Em seu voto, a ministra Nancy Andrighi, relatora, reconheceu a
importância desse instituto jurídico, porém ressaltou que é fundamental
respeitar a natureza bilateral e consensual do contrato locatício.
Considerando a vontade de renovação de um lado e a de não renovação
do outro, a ministra afirmou que o prazo de cinco anos mostra-se razoável
para a renovação, que pode ser requerida novamente pelo locatário no
final do contrato.
Cinco anos
Segundo Nancy Andrighi, permitir a renovação por prazos maiores – de
dez, 15 ou 20 anos – contraria a própria finalidade do instituto, uma vez
que possíveis mudanças econômicas e outros fatores podem influenciar na
decisão das partes em renovar, ou não, o contrato.

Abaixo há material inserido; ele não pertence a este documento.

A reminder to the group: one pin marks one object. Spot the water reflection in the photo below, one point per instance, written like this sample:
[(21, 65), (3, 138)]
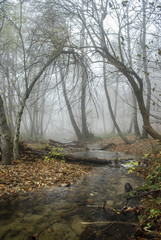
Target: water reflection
[(57, 214)]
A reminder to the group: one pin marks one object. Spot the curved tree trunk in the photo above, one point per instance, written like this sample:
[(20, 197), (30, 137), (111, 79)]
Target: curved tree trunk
[(116, 100), (111, 111), (74, 124), (22, 105), (136, 126), (5, 136), (144, 51)]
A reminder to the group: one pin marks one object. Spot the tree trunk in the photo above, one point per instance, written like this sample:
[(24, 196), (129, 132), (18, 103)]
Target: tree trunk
[(85, 132), (22, 105), (136, 125), (115, 107), (143, 45), (110, 109), (74, 124), (5, 136)]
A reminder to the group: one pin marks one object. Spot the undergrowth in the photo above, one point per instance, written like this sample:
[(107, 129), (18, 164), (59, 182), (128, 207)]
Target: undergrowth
[(150, 192), (55, 153)]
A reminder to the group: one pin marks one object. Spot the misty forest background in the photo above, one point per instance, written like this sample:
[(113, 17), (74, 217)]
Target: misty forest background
[(75, 69)]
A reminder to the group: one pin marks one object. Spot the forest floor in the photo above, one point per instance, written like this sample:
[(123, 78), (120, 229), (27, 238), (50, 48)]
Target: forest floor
[(30, 174)]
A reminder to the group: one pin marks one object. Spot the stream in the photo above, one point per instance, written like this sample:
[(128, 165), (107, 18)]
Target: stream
[(59, 213)]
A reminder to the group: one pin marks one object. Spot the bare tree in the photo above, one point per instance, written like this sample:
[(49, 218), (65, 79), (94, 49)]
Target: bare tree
[(93, 17)]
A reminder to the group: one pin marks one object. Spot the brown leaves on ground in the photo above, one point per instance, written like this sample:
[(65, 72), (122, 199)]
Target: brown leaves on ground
[(139, 146), (26, 176)]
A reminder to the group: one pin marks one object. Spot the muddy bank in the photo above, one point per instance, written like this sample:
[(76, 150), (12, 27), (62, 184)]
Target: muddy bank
[(58, 214)]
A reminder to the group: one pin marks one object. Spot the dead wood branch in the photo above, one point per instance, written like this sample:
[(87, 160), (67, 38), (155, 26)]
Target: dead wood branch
[(108, 222)]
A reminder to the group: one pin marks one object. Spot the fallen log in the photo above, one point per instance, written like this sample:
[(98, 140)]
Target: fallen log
[(108, 146), (74, 144), (109, 222)]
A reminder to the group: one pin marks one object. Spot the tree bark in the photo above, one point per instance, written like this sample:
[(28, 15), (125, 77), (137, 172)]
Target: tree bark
[(23, 102), (145, 67), (110, 109), (74, 124), (5, 136)]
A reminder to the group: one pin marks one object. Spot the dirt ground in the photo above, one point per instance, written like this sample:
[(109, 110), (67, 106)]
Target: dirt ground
[(29, 173)]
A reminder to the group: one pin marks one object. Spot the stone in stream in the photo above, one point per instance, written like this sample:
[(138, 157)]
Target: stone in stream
[(128, 187)]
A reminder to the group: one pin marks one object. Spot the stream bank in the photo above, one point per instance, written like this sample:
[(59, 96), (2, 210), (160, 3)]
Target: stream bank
[(59, 214)]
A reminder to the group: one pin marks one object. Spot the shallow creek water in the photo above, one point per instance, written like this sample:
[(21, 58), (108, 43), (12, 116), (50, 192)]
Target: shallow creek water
[(57, 214)]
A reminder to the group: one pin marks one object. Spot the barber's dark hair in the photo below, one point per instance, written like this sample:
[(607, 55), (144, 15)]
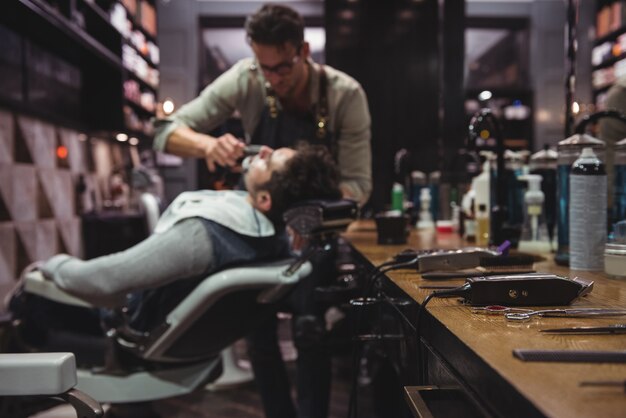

Para a relatora, quando a Lei 8.245/91 estabelece o direito à renovação
por igual prazo, está se referindo ao prazo mínimo exigido, ou seja, cinco
anos, e não o prazo estipulado pelo último contrato celebrado entre as
partes.
“A renovação do contrato de locação não residencial, nas hipóteses de
acessio temporis, dar-se-á pelo prazo de cinco anos, independentemente
do prazo do último contrato que completou o quinquênio necessário ao
ajuizamento da ação. O prazo máximo da renovação também será de
cinco anos, mesmo que a vigência da avença locatícia, considerada em
sua totalidade, supere esse período”, explicou a ministra.